How to determine the runtime of this function

Question

I'm having some trouble with basic runtime understanding, maybe someone can clarify for me. How would I go about determining the runtime of this function?

I need to determine rather f = O(g) or f = omega(g) or f = theta(g)

f(n) = 100n + logn
g(n) = n + (logn)²

So 100n and n are in the same order; and linear time > log time; at this point do I still need to look at the log part? Or can I determine that f = theta(g)?

Answer 1

You can safely determine that they are the same order of magnitude. There is no need to look at the "log part".

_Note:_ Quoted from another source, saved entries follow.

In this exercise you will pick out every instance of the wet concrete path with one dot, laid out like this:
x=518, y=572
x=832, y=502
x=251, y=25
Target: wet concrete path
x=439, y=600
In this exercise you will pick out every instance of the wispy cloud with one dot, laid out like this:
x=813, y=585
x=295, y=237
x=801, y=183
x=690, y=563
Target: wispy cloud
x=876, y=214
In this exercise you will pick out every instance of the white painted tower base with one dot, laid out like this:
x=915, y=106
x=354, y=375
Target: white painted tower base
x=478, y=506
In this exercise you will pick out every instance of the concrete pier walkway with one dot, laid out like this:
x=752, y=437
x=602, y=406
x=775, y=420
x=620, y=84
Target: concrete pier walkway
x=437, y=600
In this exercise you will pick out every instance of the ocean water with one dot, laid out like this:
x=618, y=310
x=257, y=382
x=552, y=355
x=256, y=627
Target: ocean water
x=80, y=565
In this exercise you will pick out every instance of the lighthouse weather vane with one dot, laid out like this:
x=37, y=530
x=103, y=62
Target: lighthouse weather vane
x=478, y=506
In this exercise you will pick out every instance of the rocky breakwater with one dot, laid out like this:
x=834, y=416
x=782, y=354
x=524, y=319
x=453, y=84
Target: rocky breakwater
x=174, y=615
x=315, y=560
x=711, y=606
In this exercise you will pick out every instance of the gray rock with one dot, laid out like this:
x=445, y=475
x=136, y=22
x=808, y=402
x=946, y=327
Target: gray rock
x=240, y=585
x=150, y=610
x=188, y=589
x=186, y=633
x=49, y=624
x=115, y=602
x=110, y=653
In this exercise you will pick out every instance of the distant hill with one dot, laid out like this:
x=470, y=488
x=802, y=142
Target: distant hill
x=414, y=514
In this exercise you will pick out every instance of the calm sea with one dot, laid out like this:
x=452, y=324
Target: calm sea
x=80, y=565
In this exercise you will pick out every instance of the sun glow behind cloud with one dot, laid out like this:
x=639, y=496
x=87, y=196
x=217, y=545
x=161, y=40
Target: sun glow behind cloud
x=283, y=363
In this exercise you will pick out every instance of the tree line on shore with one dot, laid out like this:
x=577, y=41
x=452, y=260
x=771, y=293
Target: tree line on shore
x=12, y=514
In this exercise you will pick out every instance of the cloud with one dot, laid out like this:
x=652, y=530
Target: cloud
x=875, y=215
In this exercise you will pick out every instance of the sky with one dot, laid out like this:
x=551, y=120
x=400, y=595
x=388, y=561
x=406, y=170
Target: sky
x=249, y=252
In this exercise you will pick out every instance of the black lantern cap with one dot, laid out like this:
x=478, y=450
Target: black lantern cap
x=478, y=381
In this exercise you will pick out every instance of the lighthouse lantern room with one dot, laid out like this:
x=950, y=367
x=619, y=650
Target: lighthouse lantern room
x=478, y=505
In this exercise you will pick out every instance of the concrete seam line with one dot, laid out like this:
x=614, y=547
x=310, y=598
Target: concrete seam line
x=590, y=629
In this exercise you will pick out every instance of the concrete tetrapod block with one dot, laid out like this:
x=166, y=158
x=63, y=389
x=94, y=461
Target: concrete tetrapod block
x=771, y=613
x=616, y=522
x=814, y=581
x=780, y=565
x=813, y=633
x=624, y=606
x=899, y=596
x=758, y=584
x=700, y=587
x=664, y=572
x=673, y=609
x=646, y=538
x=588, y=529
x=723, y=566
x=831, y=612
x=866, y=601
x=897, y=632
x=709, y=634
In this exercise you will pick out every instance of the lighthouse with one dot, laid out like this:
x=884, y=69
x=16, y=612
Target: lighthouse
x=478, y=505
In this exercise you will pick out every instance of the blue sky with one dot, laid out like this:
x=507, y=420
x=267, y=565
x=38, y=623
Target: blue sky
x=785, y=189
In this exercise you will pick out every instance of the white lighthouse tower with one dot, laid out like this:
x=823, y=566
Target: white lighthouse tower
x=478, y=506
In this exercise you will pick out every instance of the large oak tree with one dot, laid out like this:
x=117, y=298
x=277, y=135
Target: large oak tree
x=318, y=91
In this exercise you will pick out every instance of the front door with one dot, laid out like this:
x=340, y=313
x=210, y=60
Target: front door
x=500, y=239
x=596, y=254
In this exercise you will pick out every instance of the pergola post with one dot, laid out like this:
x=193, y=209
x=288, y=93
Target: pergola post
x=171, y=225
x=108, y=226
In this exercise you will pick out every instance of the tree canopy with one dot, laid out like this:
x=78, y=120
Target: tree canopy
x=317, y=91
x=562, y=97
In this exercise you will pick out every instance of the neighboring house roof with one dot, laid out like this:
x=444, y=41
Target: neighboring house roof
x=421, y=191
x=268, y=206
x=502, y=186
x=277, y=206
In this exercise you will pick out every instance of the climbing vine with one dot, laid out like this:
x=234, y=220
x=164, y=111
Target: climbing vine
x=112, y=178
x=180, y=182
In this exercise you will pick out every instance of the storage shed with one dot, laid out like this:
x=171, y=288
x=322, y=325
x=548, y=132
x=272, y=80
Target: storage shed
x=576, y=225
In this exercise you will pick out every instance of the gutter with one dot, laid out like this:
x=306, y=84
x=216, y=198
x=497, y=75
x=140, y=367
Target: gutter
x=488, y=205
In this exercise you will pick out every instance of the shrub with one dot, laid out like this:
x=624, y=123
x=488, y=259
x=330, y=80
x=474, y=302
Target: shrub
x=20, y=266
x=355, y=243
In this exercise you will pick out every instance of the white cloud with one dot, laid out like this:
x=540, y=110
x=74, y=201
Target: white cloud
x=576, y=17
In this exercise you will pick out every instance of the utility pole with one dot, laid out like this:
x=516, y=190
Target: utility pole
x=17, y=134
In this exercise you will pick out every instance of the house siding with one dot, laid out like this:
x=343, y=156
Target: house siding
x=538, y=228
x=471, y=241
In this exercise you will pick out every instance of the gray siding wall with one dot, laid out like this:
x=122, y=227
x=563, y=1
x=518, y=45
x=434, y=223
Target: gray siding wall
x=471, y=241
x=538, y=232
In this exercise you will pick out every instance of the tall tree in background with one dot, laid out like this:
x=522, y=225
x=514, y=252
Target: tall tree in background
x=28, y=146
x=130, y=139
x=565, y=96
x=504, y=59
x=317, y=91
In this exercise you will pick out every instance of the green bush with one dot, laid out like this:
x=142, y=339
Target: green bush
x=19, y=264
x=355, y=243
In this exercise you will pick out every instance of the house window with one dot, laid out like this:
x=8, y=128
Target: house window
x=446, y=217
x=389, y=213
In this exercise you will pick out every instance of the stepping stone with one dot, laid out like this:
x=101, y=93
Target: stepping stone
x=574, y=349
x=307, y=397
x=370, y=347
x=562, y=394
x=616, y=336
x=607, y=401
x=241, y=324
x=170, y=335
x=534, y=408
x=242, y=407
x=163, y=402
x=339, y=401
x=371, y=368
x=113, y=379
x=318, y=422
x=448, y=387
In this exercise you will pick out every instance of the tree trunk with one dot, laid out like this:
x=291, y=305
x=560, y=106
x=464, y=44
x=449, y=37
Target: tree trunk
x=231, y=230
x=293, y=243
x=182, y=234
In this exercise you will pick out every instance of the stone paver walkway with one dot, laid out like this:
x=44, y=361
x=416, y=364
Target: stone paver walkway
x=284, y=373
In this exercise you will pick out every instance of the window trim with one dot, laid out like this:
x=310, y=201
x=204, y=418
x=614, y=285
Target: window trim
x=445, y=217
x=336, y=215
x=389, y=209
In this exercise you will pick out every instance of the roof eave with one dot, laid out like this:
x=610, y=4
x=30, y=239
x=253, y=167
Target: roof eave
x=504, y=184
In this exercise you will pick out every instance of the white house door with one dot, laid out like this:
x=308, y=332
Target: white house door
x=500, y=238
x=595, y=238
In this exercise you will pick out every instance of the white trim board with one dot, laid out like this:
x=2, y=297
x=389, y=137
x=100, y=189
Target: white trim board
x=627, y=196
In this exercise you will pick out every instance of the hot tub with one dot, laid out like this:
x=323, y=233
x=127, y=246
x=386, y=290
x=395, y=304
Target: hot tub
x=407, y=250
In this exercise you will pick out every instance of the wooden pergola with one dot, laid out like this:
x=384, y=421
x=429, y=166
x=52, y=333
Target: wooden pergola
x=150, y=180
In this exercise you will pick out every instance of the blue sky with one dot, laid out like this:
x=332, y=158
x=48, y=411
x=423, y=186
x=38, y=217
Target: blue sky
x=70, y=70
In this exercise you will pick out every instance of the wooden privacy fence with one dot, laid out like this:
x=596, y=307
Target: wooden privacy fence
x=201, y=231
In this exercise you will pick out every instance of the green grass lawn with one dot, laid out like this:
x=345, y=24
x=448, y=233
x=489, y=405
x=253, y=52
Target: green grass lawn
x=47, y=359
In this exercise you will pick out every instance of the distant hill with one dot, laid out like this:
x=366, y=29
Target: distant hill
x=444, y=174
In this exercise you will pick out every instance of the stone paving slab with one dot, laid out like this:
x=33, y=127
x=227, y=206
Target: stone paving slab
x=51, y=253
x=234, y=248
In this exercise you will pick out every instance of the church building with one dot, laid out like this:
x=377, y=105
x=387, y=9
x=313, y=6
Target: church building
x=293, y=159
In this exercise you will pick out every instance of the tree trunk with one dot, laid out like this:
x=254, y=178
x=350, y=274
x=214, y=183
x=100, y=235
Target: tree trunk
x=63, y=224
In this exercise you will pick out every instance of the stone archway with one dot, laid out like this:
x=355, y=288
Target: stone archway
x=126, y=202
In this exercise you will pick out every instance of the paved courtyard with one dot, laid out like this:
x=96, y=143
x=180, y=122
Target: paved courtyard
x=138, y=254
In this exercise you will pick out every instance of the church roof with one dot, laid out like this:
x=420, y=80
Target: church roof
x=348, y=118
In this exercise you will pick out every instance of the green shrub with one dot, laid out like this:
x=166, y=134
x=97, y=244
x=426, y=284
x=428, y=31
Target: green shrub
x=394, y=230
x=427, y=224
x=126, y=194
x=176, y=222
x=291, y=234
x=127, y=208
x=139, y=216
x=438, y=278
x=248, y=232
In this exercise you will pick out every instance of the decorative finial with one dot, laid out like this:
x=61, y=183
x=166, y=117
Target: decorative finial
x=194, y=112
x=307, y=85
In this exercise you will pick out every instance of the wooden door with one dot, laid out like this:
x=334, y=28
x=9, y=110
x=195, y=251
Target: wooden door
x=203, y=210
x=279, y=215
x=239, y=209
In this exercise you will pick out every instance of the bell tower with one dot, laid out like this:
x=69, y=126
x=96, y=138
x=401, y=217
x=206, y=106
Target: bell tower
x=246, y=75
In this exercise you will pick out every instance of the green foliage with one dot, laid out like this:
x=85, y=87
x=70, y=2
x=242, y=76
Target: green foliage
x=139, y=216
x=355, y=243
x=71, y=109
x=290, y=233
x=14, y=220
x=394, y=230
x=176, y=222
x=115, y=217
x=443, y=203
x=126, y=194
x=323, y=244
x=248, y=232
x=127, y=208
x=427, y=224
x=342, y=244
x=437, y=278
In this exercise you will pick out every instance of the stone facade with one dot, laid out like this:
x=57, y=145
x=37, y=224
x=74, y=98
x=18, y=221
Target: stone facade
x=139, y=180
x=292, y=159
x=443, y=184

Here is formal proof for this specific case, the general proof can be shown from limit arithmetic.

Let's look at the function h(n) = f(n)/g(n) as n approaches infinity, if it stays bounded above 0 and below some number m we know that f(x) = Theta(g(x)) (because of how Theta is defined).

So we have h(n) = (100n + logn)/(n + logn^2)

We know that if we show for that for any real x, it holds for Natural numbers too. So it is enough to show that for:

h(x) = (100x + logx)/(x + logx^2)

We know by l'Hospital's rule that if the derivatives of the nominator and denominator exist and converge than the limit of the original function exists and equals to the same number too. Let's apply that and get:

lim x-> infinity , h(x) = (100x + logx)/(x + logx^2) = 

lim x-> infinity , (100+1/x) / (1 + (2log(x) / x) ) 

We know that 1/x approaches 0 as x approaches infinity, and that (2logx)/x approaches 0 as x approaches infinity (in your words (time > log time)). So we get from limit arithmetic

lim x-> infinity h(x) = 100/1 = 100

Since the limit exists in R and is nonzero we get f(x) = Theta(g(x)) which is what we wanted to show.